Syria Redeploys Forces in Lebanon

Author: 
Agencies
Publication Date: 
Wed, 2004-09-22 03:00

BEIRUT, 22 September 2004 — Syria began redeploying around 3,000 troops from the outskirts of Beirut toward the eastern Syrian-Lebanese border yesterday.

Lebanese sources said once completed, the two-stage redeployment would leave Syria’s troops concentrated in a smaller area of Lebanon and largely restrict them to the strategic eastern Bekaa Valley near the border. A military officer said Syrian soldiers had begun evacuating hilltop positions in the coastal towns of Aramoun, Chuweifat, Damour, Doha and Khaldeh, south of Beirut.

The redeployment followed mounting US-led international pressure on Syria to withdraw its 17,000 troops from Lebanon and stop interfering in its neighbor’s internal affairs.

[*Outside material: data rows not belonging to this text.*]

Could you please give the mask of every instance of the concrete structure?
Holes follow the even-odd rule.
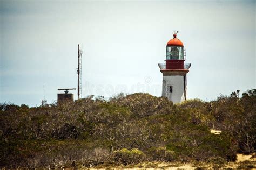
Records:
[[[166,45],[165,63],[159,63],[163,73],[162,96],[166,97],[174,104],[186,100],[187,73],[190,63],[184,63],[186,52],[181,41],[173,38]]]

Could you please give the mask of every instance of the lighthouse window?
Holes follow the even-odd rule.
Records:
[[[167,46],[166,60],[183,60],[183,47]]]
[[[169,86],[169,92],[172,93],[172,86]]]

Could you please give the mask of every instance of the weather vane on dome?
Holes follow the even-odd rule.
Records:
[[[178,33],[179,33],[179,31],[173,31],[173,32],[172,32],[172,34],[177,34]]]
[[[179,33],[179,31],[173,31],[173,32],[172,32],[172,34],[177,34],[178,33]]]

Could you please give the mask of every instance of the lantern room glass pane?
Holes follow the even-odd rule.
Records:
[[[166,60],[184,60],[184,59],[183,47],[166,47]]]

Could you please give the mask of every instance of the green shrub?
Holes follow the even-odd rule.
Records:
[[[116,163],[126,165],[141,162],[144,158],[144,154],[137,148],[131,150],[123,148],[114,151],[112,158]]]
[[[168,150],[165,147],[151,147],[147,154],[152,161],[172,161],[175,158],[175,152]]]

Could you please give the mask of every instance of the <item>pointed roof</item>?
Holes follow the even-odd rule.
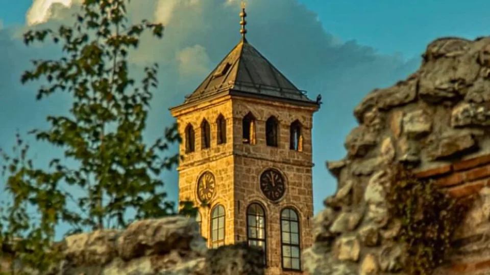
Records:
[[[184,104],[229,90],[252,96],[315,103],[246,39],[228,53],[193,93],[186,97]]]

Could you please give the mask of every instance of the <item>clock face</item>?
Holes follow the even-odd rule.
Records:
[[[198,180],[198,199],[202,202],[209,202],[216,193],[214,175],[206,172]]]
[[[260,189],[271,201],[277,201],[286,192],[284,178],[276,169],[268,169],[260,175]]]

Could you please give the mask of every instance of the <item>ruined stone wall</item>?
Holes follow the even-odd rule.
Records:
[[[64,260],[43,275],[264,274],[261,251],[242,244],[208,250],[195,221],[184,217],[136,222],[124,231],[74,235],[62,244]],[[11,262],[0,260],[0,271],[7,271]]]
[[[490,273],[490,38],[438,39],[423,57],[417,72],[356,107],[347,156],[327,163],[338,188],[315,217],[315,242],[304,254],[311,275],[401,272],[404,248],[393,241],[399,224],[384,197],[396,163],[452,196],[479,194],[456,234],[458,250],[437,272]]]

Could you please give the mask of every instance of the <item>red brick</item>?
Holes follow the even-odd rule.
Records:
[[[475,264],[475,269],[481,269],[483,268],[490,268],[490,260],[487,260],[482,262],[479,262]]]
[[[488,163],[490,163],[490,154],[453,163],[453,169],[455,171],[465,170]]]
[[[438,179],[435,184],[440,186],[451,186],[462,183],[466,175],[463,173],[455,173],[447,176]]]
[[[440,167],[437,167],[437,168],[416,172],[415,173],[415,176],[418,178],[422,179],[447,174],[452,171],[452,166],[451,164],[448,164]]]
[[[458,273],[463,272],[468,269],[468,264],[465,263],[456,263],[452,265],[449,268],[451,271]]]
[[[488,179],[477,180],[450,188],[448,189],[448,191],[452,197],[454,198],[467,197],[479,192],[480,190],[487,185],[489,182],[490,180]]]
[[[472,169],[464,172],[465,180],[467,181],[482,179],[490,176],[490,167],[484,166]]]

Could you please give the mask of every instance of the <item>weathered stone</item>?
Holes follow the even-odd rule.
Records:
[[[327,207],[315,216],[313,219],[312,236],[315,241],[326,242],[335,235],[329,231],[329,227],[335,217],[333,210]]]
[[[357,262],[360,252],[359,240],[355,236],[339,237],[334,248],[335,257],[340,261]]]
[[[398,160],[403,163],[418,163],[420,161],[419,145],[417,142],[402,136],[398,140],[399,157]]]
[[[383,159],[381,157],[373,157],[368,159],[357,161],[353,163],[352,175],[354,176],[369,176],[382,163]]]
[[[480,103],[490,101],[490,80],[488,75],[485,78],[478,78],[468,88],[464,101],[470,103]]]
[[[414,74],[394,87],[375,89],[368,94],[354,109],[357,121],[363,123],[365,115],[377,108],[387,110],[413,101],[417,95],[417,79],[418,75]]]
[[[376,256],[371,253],[367,254],[361,264],[359,275],[377,275],[379,272],[379,267]]]
[[[346,181],[344,185],[338,189],[337,194],[335,194],[335,198],[338,200],[341,200],[345,198],[352,189],[352,186],[354,185],[354,181],[352,180],[348,180]]]
[[[391,138],[386,138],[381,143],[381,150],[380,152],[381,161],[385,164],[391,163],[395,156],[396,155],[396,151],[395,150],[395,146],[393,146],[393,141]]]
[[[486,44],[478,53],[478,63],[482,66],[490,68],[490,44]]]
[[[383,203],[384,200],[384,187],[387,183],[387,174],[384,171],[380,171],[373,175],[369,180],[366,190],[364,194],[364,200],[369,204]]]
[[[117,256],[115,242],[119,234],[108,230],[68,236],[65,238],[63,254],[76,265],[103,265]]]
[[[403,132],[409,138],[416,138],[432,129],[432,122],[424,109],[407,113],[403,117]]]
[[[405,261],[404,249],[399,245],[388,244],[383,246],[378,258],[381,270],[385,272],[397,272],[402,269]]]
[[[443,38],[435,40],[428,46],[424,54],[427,61],[443,57],[455,57],[467,53],[471,48],[471,41],[454,38]]]
[[[220,246],[209,251],[206,256],[204,274],[223,275],[262,275],[263,252],[245,242]]]
[[[334,233],[342,233],[354,230],[359,225],[363,214],[361,210],[352,213],[341,213],[332,224],[330,231]]]
[[[379,233],[377,227],[368,225],[360,228],[358,233],[361,243],[363,245],[375,246],[379,242]]]
[[[449,133],[432,141],[426,149],[427,157],[431,160],[443,159],[473,148],[476,143],[473,135]]]
[[[368,207],[367,217],[372,224],[376,225],[378,228],[384,227],[389,221],[388,209],[384,203],[370,204]]]
[[[334,176],[338,178],[340,171],[347,165],[348,161],[345,159],[339,160],[338,161],[327,161],[327,169]]]
[[[384,120],[381,113],[376,109],[372,109],[364,115],[364,125],[375,131],[382,130]]]
[[[351,131],[346,139],[345,147],[351,156],[361,157],[365,155],[377,144],[374,133],[363,125],[360,125]]]
[[[387,227],[381,231],[381,236],[385,239],[392,239],[398,235],[402,228],[402,223],[399,219],[392,219]]]
[[[131,224],[117,239],[118,254],[123,260],[164,253],[189,247],[191,241],[200,236],[195,221],[182,216],[147,219]],[[201,253],[207,249],[202,243],[190,247]],[[142,250],[141,247],[145,248]]]
[[[490,125],[490,102],[463,102],[453,109],[451,124],[454,127]]]
[[[403,125],[402,121],[405,114],[400,110],[394,111],[389,117],[389,128],[395,139],[400,138]]]

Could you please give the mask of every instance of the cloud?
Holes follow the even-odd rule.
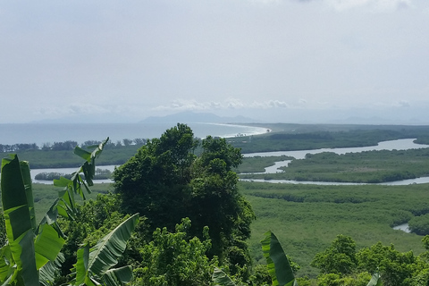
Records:
[[[391,12],[411,6],[412,0],[326,0],[337,11],[367,7],[373,12]]]
[[[399,106],[399,107],[410,107],[411,105],[410,105],[409,102],[408,102],[407,100],[400,100],[399,102],[396,103],[395,106]]]
[[[280,100],[253,101],[247,102],[239,98],[229,97],[223,102],[198,102],[196,100],[173,100],[168,105],[159,105],[154,111],[208,111],[220,109],[269,109],[269,108],[290,108],[290,105]]]

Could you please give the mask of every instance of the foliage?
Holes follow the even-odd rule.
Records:
[[[204,230],[204,240],[189,239],[190,220],[183,219],[174,233],[166,228],[157,228],[153,240],[141,250],[141,264],[135,269],[133,285],[212,285],[211,273],[217,265],[206,252],[211,247],[208,229]]]
[[[331,246],[315,255],[311,265],[323,273],[351,273],[356,268],[356,243],[348,236],[337,235]]]
[[[250,205],[238,192],[232,171],[241,162],[239,149],[223,139],[202,140],[200,155],[194,155],[198,141],[185,124],[167,130],[147,144],[114,172],[114,188],[126,213],[139,212],[149,230],[164,226],[168,231],[181,218],[189,217],[190,236],[202,236],[210,229],[209,257],[219,256],[232,273],[250,265],[245,240],[255,218]],[[244,268],[243,268],[244,267]]]
[[[6,244],[6,225],[4,224],[4,215],[3,210],[0,208],[0,247]]]
[[[308,150],[319,148],[374,146],[380,141],[414,139],[428,142],[428,126],[404,125],[347,125],[347,124],[269,124],[262,126],[273,132],[228,141],[242,153]],[[326,131],[328,130],[328,131]]]
[[[380,183],[428,175],[427,156],[429,148],[307,154],[305,159],[282,167],[283,172],[248,173],[240,178]]]
[[[277,237],[272,231],[268,231],[261,243],[273,285],[296,285],[292,267]]]
[[[118,285],[130,282],[132,276],[130,266],[111,267],[118,263],[117,259],[125,250],[127,240],[138,222],[139,214],[136,214],[99,240],[94,247],[89,248],[86,244],[80,248],[71,285]]]
[[[107,141],[107,140],[106,140]],[[105,141],[105,142],[106,142]],[[95,159],[104,144],[92,152],[76,147],[74,153],[85,163],[73,172],[72,180],[61,178],[55,184],[64,187],[42,219],[36,224],[29,165],[15,155],[2,161],[1,190],[4,209],[7,244],[0,248],[0,282],[3,285],[51,285],[57,266],[63,261],[60,250],[64,244],[58,215],[72,217],[77,212],[75,194],[85,198],[83,189],[92,185]],[[80,172],[85,173],[83,181]],[[89,250],[88,245],[78,251],[76,281],[73,285],[119,285],[130,281],[130,269],[110,270],[123,252],[126,241],[138,221],[138,214],[121,223]],[[98,282],[97,282],[98,280]]]
[[[81,245],[95,245],[126,218],[119,212],[119,202],[113,194],[98,194],[97,199],[87,200],[76,209],[73,220],[60,221],[61,229],[67,236],[62,249],[65,258],[61,267],[63,276],[70,274]]]
[[[393,241],[401,252],[413,249],[419,254],[425,250],[422,237],[391,226],[406,223],[415,214],[428,212],[425,185],[321,186],[241,181],[239,186],[257,216],[252,223],[252,233],[264,233],[267,225],[275,229],[283,248],[301,265],[299,276],[314,278],[318,274],[309,266],[310,262],[329,248],[338,233],[354,238],[357,249],[377,241],[387,245]],[[257,236],[252,235],[248,244],[255,260],[263,263]]]

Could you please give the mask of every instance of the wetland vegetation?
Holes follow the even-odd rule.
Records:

It was not immediately clear how many Syrian troops would remain in the Bekaa Valley and whether others would return home but security sources said around 3,000 soldiers would be relocating from positions around the capital.

Lebanese and Syrian officials have recently said that any redeployment would be the latest in a series of similar moves that almost halved the number of Syrian forces in Lebanon.

Lebanese President Emile Lahoud said the redeployment, the fourth in recent years, was in line with the 1989 Taif Accord which ended the Lebanese 1975-90 civil war. “It aims at consolidating stability and security in Lebanon,” he said after talks with Syria’s Defense Minister Hasan Turkmani and top officers.

Defense Minister Mahmoud Hammoud, emerging from a meeting of senior Lebanese and Syrian military officers in Beirut, said the redeployment indicated “the security situation in Lebanon is becoming more stabilized.”